A história da Motormama se funde a da trajetória do vinil no Brasil. O surgimento da banda, em 1999, coincide com o pior momento da indústria de discos que, na mesma época, entrava em declínio. No mesmo ano, o Napster, site de compartilhamento de músicas, entrava em cena para mudar a maneira como a música era consumida.

Ao longo desses 14 anos de carreira, a banda acompanhou o processo migratório da música, que saiu das prateleiras e foi para a internet e agora, de certa forma, tenta retornar às prateleiras, novamente em forma de disco. “É uma loucura pensarmos por este lado, mas é exatamente isso. Estamos presenciando o retorno dessa mídia (vinil)”, diz o vocalista.

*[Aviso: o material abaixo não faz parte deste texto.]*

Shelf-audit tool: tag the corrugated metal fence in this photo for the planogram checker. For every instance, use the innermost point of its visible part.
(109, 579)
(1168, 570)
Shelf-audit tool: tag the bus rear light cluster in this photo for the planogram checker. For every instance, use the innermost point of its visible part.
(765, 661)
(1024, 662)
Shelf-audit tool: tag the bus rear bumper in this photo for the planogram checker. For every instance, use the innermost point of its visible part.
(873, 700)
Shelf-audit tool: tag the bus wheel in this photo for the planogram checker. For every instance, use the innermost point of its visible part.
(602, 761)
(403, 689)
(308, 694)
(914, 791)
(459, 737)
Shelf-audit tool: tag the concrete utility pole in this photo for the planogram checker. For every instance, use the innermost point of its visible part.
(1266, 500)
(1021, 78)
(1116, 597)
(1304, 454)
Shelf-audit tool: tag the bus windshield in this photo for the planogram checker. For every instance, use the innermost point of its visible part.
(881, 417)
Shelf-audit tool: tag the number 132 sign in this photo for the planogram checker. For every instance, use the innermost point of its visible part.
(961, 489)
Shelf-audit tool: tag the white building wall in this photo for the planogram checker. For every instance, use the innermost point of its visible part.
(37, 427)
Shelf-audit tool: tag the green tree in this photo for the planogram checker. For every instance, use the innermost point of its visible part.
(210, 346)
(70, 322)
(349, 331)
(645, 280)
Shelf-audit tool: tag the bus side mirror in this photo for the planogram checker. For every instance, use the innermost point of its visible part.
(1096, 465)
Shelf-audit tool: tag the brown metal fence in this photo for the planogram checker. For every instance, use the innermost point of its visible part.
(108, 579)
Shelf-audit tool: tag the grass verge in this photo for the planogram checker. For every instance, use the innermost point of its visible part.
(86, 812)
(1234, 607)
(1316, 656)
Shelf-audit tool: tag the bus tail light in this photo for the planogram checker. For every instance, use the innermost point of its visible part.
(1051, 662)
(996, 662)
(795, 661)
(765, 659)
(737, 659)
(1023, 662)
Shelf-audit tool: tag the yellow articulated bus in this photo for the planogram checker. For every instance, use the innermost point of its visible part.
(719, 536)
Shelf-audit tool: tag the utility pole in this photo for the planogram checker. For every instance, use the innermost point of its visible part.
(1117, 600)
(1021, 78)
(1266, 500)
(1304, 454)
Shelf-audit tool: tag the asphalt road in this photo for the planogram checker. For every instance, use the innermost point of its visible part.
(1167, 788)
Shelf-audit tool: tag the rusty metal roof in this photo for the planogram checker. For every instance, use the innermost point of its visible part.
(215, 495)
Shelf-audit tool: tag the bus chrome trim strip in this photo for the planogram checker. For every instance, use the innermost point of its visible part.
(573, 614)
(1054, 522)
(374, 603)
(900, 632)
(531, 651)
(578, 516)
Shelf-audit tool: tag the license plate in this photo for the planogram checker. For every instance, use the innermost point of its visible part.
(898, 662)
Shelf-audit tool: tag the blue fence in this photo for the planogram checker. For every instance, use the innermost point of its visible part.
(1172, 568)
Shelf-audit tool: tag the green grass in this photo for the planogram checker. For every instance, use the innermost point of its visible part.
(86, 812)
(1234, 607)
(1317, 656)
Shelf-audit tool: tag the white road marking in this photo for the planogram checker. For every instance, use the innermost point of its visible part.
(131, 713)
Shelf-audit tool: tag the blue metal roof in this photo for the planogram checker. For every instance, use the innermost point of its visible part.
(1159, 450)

Com o lançamento do compacto, a banda entra para o seleto time de bandas que tiveram seus trabalhos lançados em vinil. As músicas de artistas como Los Hermanos, Nação Zumbi, Vanguart, Pitty, Fernanda Takai e Lenine, agora podem ser ouvidas na vitrola. “Acho que há um pouco de saudosismo nos consumidores de vinil, mas acho também que é mais uma alternativa que nós, músicos,  temos para trabalhar e conquistar um novo público”, salienta a cantora e a compositora Gisele Z.

“Não aposentem suas vitrolas”, pede Régis, durante o lançamento de “Flores Sujas do Quintal”, nesta quinta-feira (25).

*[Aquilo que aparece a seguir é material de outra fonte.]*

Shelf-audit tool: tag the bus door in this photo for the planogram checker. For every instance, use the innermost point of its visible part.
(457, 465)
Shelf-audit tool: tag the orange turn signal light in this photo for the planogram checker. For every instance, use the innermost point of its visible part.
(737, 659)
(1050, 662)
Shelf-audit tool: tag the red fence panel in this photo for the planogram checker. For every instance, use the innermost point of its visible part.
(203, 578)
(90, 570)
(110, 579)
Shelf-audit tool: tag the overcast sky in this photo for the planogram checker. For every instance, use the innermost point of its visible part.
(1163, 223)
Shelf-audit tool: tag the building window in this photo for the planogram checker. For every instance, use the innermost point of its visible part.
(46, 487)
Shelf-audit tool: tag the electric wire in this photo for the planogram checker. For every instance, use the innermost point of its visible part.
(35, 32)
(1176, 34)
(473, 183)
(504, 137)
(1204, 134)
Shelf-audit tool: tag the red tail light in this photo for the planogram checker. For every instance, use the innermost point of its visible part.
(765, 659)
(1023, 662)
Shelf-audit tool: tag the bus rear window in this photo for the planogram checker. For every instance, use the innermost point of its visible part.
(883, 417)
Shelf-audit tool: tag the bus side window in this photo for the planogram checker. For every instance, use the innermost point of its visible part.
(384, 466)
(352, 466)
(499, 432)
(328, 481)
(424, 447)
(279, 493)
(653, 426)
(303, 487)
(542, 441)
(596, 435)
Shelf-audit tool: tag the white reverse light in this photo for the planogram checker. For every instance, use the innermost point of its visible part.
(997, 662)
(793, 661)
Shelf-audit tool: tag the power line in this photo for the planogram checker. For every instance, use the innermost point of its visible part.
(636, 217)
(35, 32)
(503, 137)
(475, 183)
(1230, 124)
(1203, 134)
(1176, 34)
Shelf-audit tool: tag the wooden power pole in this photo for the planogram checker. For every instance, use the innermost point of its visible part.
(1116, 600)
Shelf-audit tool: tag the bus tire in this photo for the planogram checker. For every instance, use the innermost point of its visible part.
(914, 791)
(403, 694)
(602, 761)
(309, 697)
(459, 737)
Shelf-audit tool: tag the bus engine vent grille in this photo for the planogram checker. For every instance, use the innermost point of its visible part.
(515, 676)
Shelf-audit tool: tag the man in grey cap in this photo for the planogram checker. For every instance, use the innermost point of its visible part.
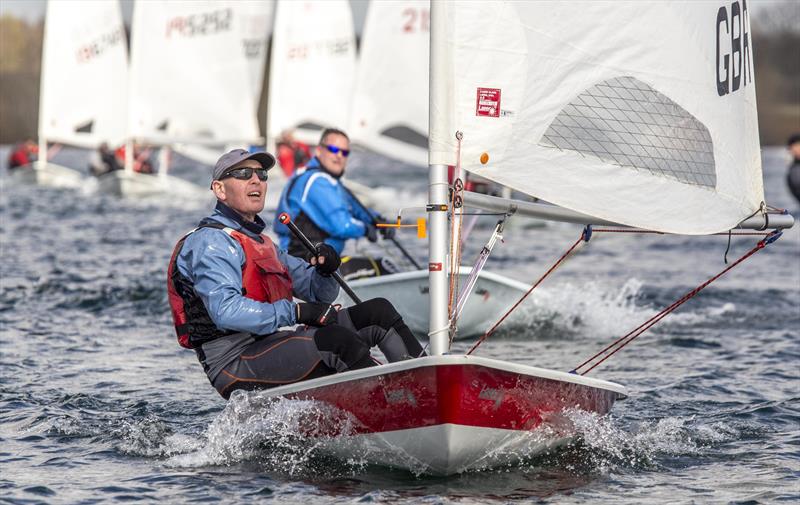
(231, 290)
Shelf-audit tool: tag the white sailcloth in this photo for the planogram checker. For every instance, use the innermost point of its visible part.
(642, 113)
(254, 26)
(84, 74)
(390, 103)
(191, 73)
(312, 68)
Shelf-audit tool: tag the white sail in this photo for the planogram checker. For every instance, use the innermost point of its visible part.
(191, 74)
(84, 74)
(642, 113)
(254, 26)
(390, 103)
(312, 68)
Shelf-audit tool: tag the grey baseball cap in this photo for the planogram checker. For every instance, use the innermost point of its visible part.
(232, 158)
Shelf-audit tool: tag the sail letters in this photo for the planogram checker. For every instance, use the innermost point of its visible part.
(736, 69)
(205, 23)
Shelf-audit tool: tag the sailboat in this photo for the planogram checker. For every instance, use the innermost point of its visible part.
(191, 82)
(83, 85)
(390, 101)
(312, 65)
(635, 126)
(390, 116)
(541, 96)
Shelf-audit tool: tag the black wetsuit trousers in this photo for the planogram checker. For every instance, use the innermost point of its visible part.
(287, 357)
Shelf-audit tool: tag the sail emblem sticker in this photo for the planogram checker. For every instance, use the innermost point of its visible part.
(488, 102)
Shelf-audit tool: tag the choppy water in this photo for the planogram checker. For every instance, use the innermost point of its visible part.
(98, 403)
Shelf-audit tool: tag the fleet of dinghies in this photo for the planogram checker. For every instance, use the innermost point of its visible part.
(83, 86)
(647, 129)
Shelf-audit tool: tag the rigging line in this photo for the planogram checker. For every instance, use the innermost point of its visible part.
(629, 337)
(455, 245)
(583, 238)
(625, 230)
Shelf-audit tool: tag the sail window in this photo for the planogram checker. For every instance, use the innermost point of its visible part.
(625, 122)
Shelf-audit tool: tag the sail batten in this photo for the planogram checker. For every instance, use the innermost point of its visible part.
(638, 126)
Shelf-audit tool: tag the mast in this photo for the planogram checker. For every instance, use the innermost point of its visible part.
(437, 190)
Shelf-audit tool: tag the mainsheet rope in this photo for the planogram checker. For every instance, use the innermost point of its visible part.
(633, 334)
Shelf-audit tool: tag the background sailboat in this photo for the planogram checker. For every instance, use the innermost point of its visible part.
(390, 99)
(191, 82)
(312, 66)
(83, 84)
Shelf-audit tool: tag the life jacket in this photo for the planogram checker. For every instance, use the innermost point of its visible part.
(264, 279)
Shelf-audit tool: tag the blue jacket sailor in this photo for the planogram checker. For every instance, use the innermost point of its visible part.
(232, 295)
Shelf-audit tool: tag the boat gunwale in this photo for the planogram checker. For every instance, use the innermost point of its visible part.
(449, 360)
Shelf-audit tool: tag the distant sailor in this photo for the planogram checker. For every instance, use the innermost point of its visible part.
(320, 204)
(23, 154)
(793, 177)
(231, 293)
(103, 161)
(291, 153)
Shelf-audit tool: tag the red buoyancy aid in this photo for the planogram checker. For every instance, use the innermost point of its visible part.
(264, 279)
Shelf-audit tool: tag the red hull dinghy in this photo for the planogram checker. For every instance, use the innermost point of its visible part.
(449, 414)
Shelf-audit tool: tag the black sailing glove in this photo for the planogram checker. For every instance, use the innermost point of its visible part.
(371, 233)
(315, 314)
(326, 260)
(386, 232)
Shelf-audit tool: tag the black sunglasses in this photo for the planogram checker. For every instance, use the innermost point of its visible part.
(334, 150)
(245, 174)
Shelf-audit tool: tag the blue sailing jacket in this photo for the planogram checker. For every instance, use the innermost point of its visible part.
(212, 260)
(324, 200)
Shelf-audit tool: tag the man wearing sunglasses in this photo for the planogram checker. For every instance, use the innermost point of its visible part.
(320, 204)
(231, 293)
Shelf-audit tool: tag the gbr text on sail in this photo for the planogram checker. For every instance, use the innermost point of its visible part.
(734, 67)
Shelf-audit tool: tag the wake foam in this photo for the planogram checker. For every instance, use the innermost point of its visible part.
(602, 445)
(279, 434)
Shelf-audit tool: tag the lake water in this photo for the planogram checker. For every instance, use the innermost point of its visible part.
(99, 404)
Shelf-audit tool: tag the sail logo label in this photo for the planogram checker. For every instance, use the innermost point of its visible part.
(488, 102)
(734, 63)
(205, 23)
(101, 44)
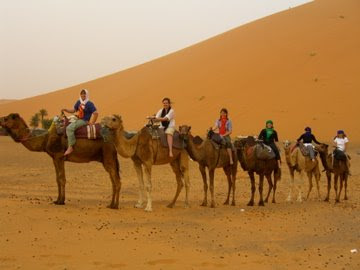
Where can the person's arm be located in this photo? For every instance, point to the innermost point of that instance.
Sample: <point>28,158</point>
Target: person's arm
<point>314,139</point>
<point>215,127</point>
<point>68,110</point>
<point>93,118</point>
<point>168,117</point>
<point>261,135</point>
<point>228,129</point>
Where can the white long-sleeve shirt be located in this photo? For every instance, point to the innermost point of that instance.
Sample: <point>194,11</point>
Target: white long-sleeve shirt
<point>170,116</point>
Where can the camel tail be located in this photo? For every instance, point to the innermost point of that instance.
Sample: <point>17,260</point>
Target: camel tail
<point>277,173</point>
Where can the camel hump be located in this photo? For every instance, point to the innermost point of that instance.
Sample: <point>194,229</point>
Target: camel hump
<point>197,140</point>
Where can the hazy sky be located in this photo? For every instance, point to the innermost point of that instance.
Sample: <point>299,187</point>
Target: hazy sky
<point>46,45</point>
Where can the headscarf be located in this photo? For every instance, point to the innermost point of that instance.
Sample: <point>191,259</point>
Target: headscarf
<point>81,111</point>
<point>269,131</point>
<point>83,102</point>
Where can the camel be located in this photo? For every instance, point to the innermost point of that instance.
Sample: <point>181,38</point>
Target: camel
<point>339,168</point>
<point>250,163</point>
<point>297,162</point>
<point>206,154</point>
<point>54,145</point>
<point>146,152</point>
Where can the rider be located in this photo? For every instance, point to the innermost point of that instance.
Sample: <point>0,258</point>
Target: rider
<point>307,139</point>
<point>86,114</point>
<point>224,125</point>
<point>166,117</point>
<point>269,136</point>
<point>340,142</point>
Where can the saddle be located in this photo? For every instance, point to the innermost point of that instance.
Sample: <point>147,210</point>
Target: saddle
<point>340,155</point>
<point>304,150</point>
<point>158,133</point>
<point>217,140</point>
<point>261,150</point>
<point>91,132</point>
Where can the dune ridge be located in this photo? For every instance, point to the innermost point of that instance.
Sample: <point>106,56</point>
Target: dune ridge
<point>298,67</point>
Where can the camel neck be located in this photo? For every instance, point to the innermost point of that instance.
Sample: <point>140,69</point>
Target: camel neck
<point>195,152</point>
<point>126,147</point>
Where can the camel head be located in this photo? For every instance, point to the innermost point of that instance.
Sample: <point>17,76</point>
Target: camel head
<point>322,148</point>
<point>112,122</point>
<point>287,144</point>
<point>14,125</point>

Mesmo não ouvindo o pedido feito pelo vocalista da Motormama, Luiz Gustavo Porto (20), estudante de psicologia, mantém em sua casa um acervo com mais de 3 mil discos de vinil. “Eu acredito que a arte do vinil não venha só do som, vem também das imagens. Vejo uma capa de vinil e toda uma estética, que é o que também me interessa”, explica o estudante.

Herança em discos
Luiz Gustavo Porto já era um apreciador dos vinis quando, em outubro de 2012, recebeu de herança do pai um vasto acervo com aproximadamente 3 mil discos. “Somos em seis irmãos, que são todos de fora de Ribeirão Preto. Depois que meu pai faleceu ficou acertado que os discos ficariam comigo, pois meus irmãos não teriam como levar”, diz Porto.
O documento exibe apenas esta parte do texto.